L'Open Source pousse la communauté Java à évoluer

Le Java Community Process (JCP) doit trouver un modèle qui intègre les mécanismes de l'Open Source dans ses procédures de développement et de validation des spécifications du langage. Plus de transparence et d'ouverture, pour placer l'utilisateur au cœur des débats.

Le JCP doit évoluer. Une semaine après l'officialisation des élections des membres du Java Community Process, l'organisme en charge de contrôler et de standardiser les développements des spécifications Java et des plates-formes associées, les langues commencent à se délier. Au coeur des débats, la transparence des procédures ainsi que les prises de décision, jugées parfois trop lentes, sont devenues une priorité dans l'évolution du JCP. Et ce, car l'Open Source y a fait son apparition depuis maintenant deux ans. Date à laquelle Sun et ses responsables décidèrent d'ouvrir le code du langage n° 1 en entreprise.

Si ces dernières élections ont ainsi concrétisé cette mutation du modèle, avec notamment l'élection de l'éditeur Open Source SpringSource au comité exécutif, la prise en compte du modèle ouvert doit encore s'insérer dans les mécanismes même de la communauté Java. Au centre des critiques : Sun. Comme nous l'indiquent nos confrères d'Infoworld, une société, dont le nom n'a pas été communiqué, pointe du doigt le manque de contrôle, tant légal que technique, du code Open Source lorsqu'il est reversé au code source de Java. Un souci qui poserait, selon les avocats de cette même société, des problèmes dans la validation des spécifications. Le JCP et ses procédures ne seraient pas suffisamment taillés pour le modèle Open Source, autrement dit.
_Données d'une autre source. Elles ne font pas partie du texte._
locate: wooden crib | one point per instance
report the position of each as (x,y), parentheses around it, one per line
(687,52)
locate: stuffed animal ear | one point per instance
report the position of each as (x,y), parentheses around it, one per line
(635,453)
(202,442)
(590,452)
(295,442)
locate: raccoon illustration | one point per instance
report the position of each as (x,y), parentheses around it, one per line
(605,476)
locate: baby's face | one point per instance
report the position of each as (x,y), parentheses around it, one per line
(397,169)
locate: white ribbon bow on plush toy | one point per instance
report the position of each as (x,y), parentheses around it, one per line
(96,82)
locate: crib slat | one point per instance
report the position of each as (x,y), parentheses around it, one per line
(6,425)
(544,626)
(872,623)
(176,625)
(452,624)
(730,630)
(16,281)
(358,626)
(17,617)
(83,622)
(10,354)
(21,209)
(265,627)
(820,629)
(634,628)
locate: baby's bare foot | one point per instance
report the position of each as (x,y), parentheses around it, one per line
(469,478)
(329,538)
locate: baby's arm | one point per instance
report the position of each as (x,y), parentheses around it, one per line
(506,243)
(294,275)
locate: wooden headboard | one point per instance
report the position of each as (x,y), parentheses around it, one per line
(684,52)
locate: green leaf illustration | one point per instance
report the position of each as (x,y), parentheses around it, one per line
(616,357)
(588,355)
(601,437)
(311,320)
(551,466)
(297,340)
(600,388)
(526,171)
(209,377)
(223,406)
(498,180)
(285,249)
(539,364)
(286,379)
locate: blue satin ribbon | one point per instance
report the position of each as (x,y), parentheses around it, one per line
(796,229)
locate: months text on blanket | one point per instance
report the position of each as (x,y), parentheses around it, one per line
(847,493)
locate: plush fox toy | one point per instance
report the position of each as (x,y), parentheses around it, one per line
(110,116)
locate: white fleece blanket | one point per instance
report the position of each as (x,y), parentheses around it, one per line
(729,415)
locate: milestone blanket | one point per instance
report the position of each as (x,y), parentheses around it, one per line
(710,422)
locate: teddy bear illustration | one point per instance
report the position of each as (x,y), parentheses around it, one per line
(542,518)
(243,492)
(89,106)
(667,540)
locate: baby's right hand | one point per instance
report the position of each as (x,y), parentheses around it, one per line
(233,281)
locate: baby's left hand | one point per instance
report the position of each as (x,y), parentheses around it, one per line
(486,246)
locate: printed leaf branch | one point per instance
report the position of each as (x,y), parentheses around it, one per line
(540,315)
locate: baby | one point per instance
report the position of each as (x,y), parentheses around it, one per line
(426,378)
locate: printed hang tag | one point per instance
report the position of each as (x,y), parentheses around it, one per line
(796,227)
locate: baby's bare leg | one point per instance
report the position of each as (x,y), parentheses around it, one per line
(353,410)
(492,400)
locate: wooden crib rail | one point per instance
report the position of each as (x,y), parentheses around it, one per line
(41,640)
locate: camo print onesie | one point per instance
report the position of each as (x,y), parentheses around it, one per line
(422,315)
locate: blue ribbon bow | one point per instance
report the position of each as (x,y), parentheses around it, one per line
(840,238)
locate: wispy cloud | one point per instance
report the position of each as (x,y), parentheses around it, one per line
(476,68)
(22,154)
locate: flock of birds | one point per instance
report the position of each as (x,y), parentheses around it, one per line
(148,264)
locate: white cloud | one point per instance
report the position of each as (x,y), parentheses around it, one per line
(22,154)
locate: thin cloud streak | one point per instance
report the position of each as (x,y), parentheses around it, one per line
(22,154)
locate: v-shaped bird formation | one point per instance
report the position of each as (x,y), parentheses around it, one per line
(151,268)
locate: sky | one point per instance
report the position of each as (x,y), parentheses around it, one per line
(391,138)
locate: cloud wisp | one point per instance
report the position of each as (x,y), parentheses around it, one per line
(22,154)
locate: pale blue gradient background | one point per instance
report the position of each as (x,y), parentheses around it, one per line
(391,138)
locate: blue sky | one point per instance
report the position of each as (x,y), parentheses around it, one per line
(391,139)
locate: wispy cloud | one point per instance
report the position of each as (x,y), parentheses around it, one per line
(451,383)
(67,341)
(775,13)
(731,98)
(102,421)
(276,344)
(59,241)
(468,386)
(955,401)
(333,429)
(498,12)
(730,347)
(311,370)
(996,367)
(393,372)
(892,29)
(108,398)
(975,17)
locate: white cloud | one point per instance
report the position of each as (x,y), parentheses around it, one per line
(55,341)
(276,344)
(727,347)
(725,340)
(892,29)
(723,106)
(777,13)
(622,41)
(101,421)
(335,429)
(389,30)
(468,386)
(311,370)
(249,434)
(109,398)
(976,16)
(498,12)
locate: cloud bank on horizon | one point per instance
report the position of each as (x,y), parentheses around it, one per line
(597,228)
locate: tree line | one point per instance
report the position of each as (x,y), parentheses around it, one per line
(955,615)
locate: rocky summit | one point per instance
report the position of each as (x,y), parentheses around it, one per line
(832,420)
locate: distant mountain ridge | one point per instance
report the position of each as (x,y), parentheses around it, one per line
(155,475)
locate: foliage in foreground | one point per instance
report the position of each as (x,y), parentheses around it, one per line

Mieux écouter les membres individuels

Peu avant les résultats officiels des élections, Patrick Curran, président du JCP, s'était exprimé sur les quelques bouleversements induits par l'Open Source au JCP. Dans un entretien publié sur un forum de développeurs, il souligne que l'arrivée de l'Open Source a débouché sur l'apparition de membres comme Apache ou Eclipse, deux symboles du mouvement. Il détaille également comment les méthodes participatives chères à l'Open Source ont modifié les relations entre groupes d'experts, qui auparavant travaillaient « en privé ».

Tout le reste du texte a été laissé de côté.